それで思い出したのが、肺炎のことを"pneumonia"ということ。肺も空気に関係あるから"pneum-"で始まる言葉なんだ、と納得したのでした。

因みに、なぜ私が"pneumonia"(肺炎)などという言葉を知っていたかというと、アメリカのアイダホ州の山奥に住んでいたときに(この辺りの経緯は私の著書に詳しく書いてあります)、極寒地域だったせいか冬になると熱を出して寝込む人が周りに沢山いました。そして、「誰かが熱を出して寝込んだ」という話題になると"cold"( 風邪)なのか、"flu"(インフルエンザ)なのか、あるいは拗らせて"pneumonia"(肺炎)になってしまったのかなどという話を、冬の間ずっと耳にしていたからです。

言葉の要素から意味を推測する


"pneumatic"や"pneumonia"という言葉は日常会話ではあまり使う機会はなさそうですが、「"pneum-"で始まる言葉は"空気に"関連する」というように、言葉の構成要素から意味の手がかりがわかることはよくあります。

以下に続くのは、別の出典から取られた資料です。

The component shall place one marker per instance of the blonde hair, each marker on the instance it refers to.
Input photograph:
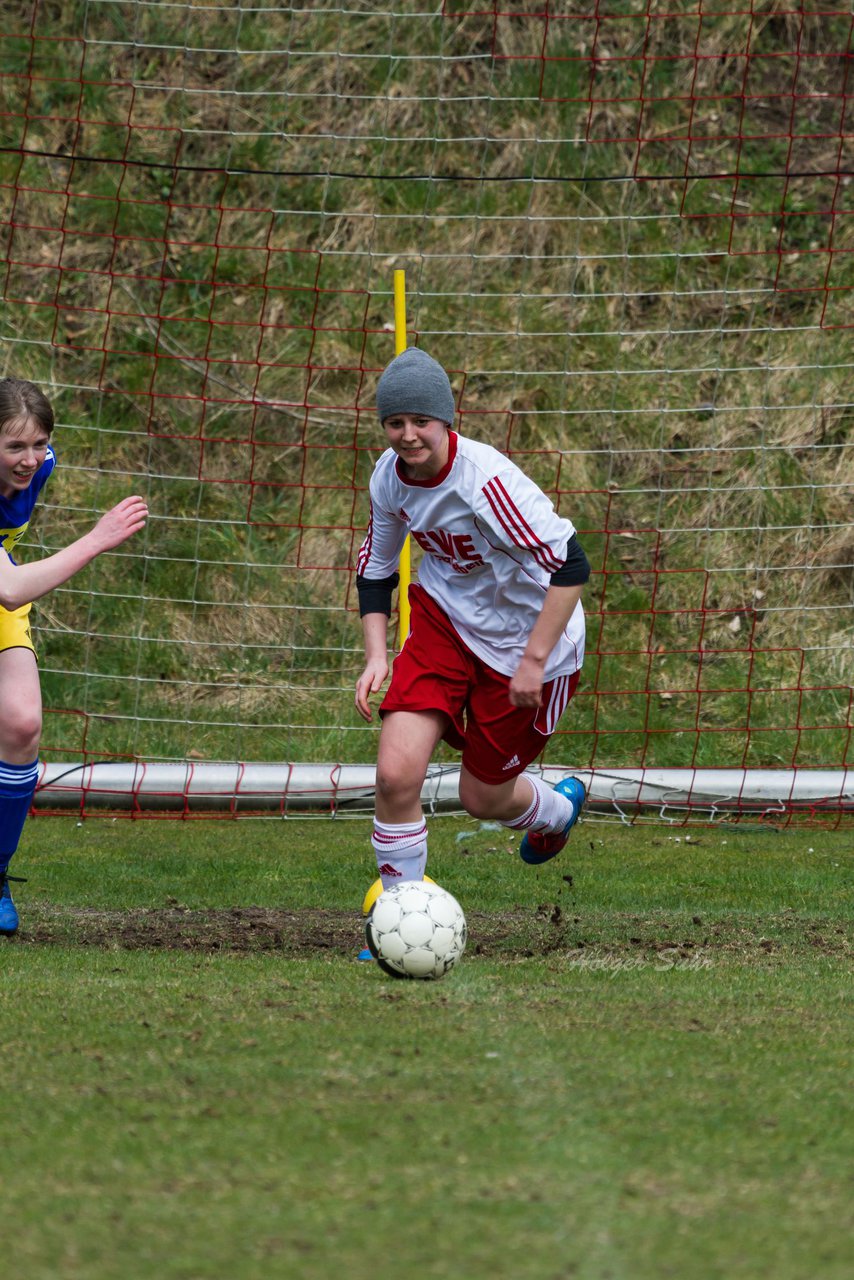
(21, 400)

日本語の会話でもよく目や耳にする英語の言葉を例に挙げてみます。

"Cent-"は「100」:例えば、センチュリーは1世紀つまり100年のこと。また、米国の貨幣単位のセントは1ドルの100分の1です。
"Bi-" は「二つ」:バイクは車輪が2つ付いた乗り物、バイリンガルはニカ国語を話す人のことです。
"Multi-"は「複数の」:幾つものことに長けている多才な人のことをマルチな才能、一度に並行して複数のことをこなすことはマルチタスクと言ったりしますよね。
"Re-"は「 再び」:リターンは元にいた場所に再び戻ること、一度伝えたことをもう一度言うことはリマインドです。
"Sub-"は「下の」:不良債権化した金融商品がリーマンショックの一因にもなった「サブプライムローン」は、本来ならお金を借りられない人(サブプライム層)に貸し出すローンのことです。

こんな風に、カタカナ英語として馴染みのある英単語だけでも、頭についている接頭辞が何らかの意味を示している言葉は沢山あります。

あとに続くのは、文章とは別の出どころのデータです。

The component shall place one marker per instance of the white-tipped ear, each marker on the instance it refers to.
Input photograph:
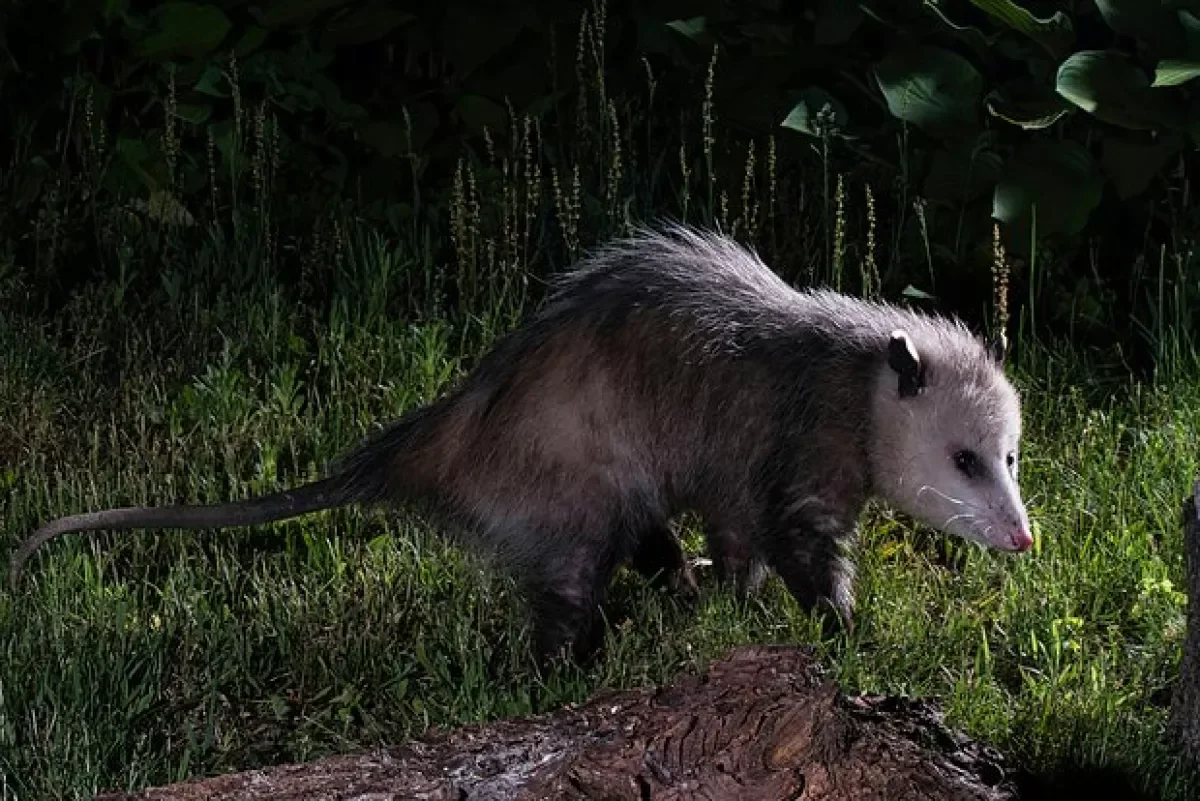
(905, 361)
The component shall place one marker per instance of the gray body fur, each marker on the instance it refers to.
(673, 371)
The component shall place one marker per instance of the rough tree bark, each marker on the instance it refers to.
(1186, 694)
(762, 724)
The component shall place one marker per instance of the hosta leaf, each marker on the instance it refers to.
(934, 89)
(1059, 180)
(1054, 34)
(1173, 72)
(1108, 86)
(1031, 108)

 日本語でも字の成り立ちを見て「魚編だから読み方はわからないけれど魚の一種なんだろうな」とか、 「非常識(常識がない)」「無関心(関心がない)」「不注意(注意していない)」など「非」「無」「不」が頭につくと何かを否定しているなど、言葉をイメージで把握していることはありますよね。

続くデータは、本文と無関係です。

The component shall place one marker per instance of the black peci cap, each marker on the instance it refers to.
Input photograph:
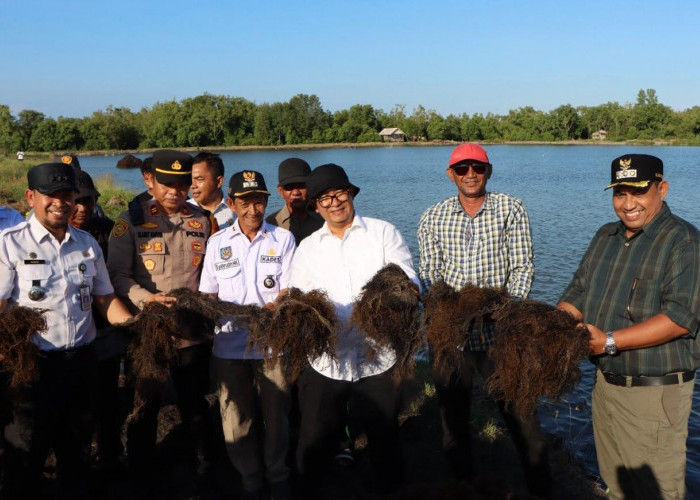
(48, 178)
(326, 177)
(170, 166)
(247, 182)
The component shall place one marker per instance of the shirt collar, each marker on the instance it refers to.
(357, 222)
(264, 231)
(486, 205)
(651, 229)
(40, 232)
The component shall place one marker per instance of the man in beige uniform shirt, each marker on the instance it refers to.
(146, 262)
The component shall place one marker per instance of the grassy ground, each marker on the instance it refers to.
(498, 474)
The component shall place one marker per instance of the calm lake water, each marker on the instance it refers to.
(562, 188)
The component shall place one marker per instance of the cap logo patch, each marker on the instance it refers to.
(626, 172)
(120, 228)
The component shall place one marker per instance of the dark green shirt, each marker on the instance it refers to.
(623, 281)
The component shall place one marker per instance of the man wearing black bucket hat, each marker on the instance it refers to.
(483, 238)
(340, 258)
(295, 215)
(249, 263)
(637, 288)
(146, 261)
(47, 264)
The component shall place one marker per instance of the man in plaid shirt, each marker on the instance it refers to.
(482, 238)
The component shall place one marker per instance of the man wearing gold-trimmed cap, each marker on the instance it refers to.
(639, 281)
(147, 261)
(248, 263)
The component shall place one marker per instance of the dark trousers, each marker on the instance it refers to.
(55, 412)
(455, 397)
(190, 375)
(373, 402)
(254, 400)
(107, 417)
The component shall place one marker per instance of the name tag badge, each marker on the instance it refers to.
(85, 297)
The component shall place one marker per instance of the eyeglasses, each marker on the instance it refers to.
(327, 200)
(479, 168)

もちろん、英語のアルファベットには漢字のように文字が特有の意味を持つことはありません。それでも、言葉の構成要素の意味を掴んでおくと、知らない言葉でも意味を何となくイメージできることはあります。

実は、通訳の時も言葉の要素から予想を立てることはよくあります。特に体の部分や病気の話などは難しく突然言われると固有名詞が出てこないことが多いのですが、例えば"osteoporosis"(骨粗鬆症)の”osteo-”は骨に関すること、"cardio-"は心臓、”musculo-”は筋肉など、接頭辞から「何の話をしているのか」についての見当をつけることはできます。


同時通訳中に分からない言葉が出てきた場合は話を止めるわけにはいかないので、とりあえずは抽象度を上げて訳出します。このときに少しでも確度を上げるために言葉を構成している要素の意味を知っておくと便利なのです。


英語でコミュニケーションするときには、全ての言葉を完璧に理解できなくても、前後の文脈から想像したり、言葉の要素から推測したりと、理解するための「手掛かり」を増やしておくと、いざというときに役に立つかもしれません。